10 Feb / Ladivine by Marie NDiaye, translated by Jordan Stump [in Library Journal]
Race, class, and identity all loom large in Marie NDiaye’s (Three Strong Women) latest superb title as generations of mothers and daughters attempt to deny and reclaim one another with onerous consequences. The original Ladivine immigrates to France from an unnamed country, cleaning houses to support daughter Malinka. Unlike Ladivine, Malinka passes for white, enabling her to invent a new identity at school and later as Clarisse Rivière, a comfortably middle-class wife and mother of a daughter she names Ladivine.
Clarisse secretly visits her mother every Tuesday, but her precariously fabricated existence implodes when her husband leaves her and she gets involved with a troubled outcast, eventually ending in gruesome violence.
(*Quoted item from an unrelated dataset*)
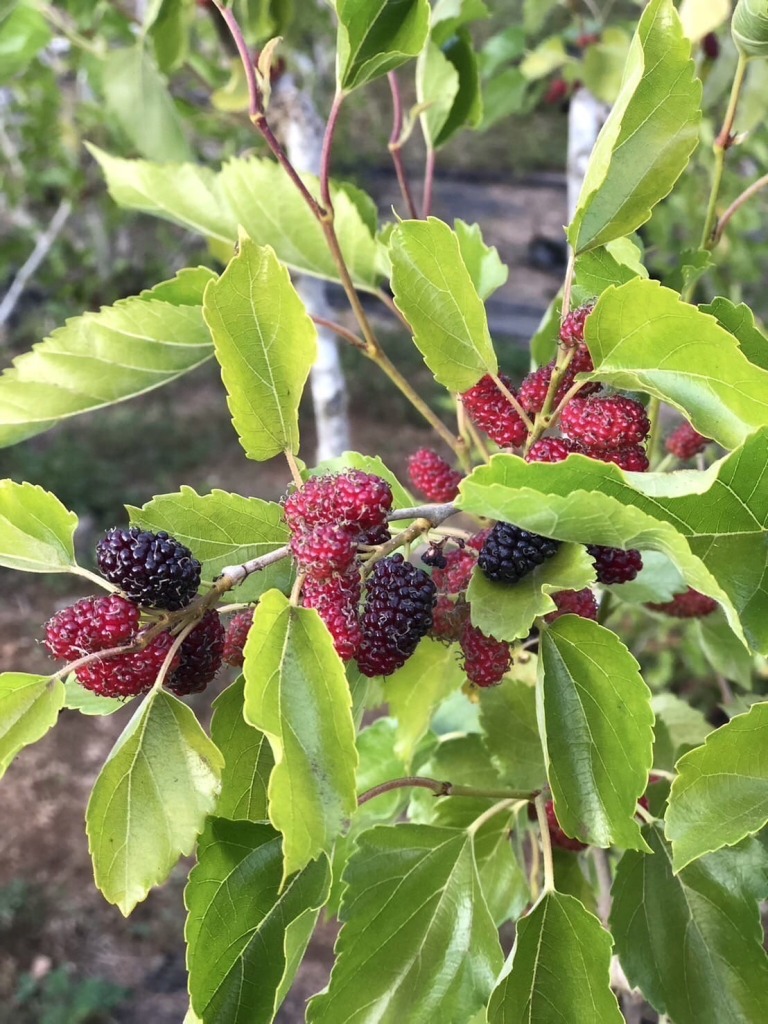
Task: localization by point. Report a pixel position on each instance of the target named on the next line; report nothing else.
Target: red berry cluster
(154, 570)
Her now-adult daughter Ladivine (the second) must deal with the tragic outcome. NDiaye, a teenaged publishing prodigy with a dozen-plus acclaimed books and plays over the last few decades, undoubtedly deserves wider international recognition.
Verdict: Discovering NDiaye on the page might prove preferable to the audio format. Although serviceable, Tavia Gilbert’s overly youthful voice detracts from NDiaye’s chilling, reflective, and deliberate prose.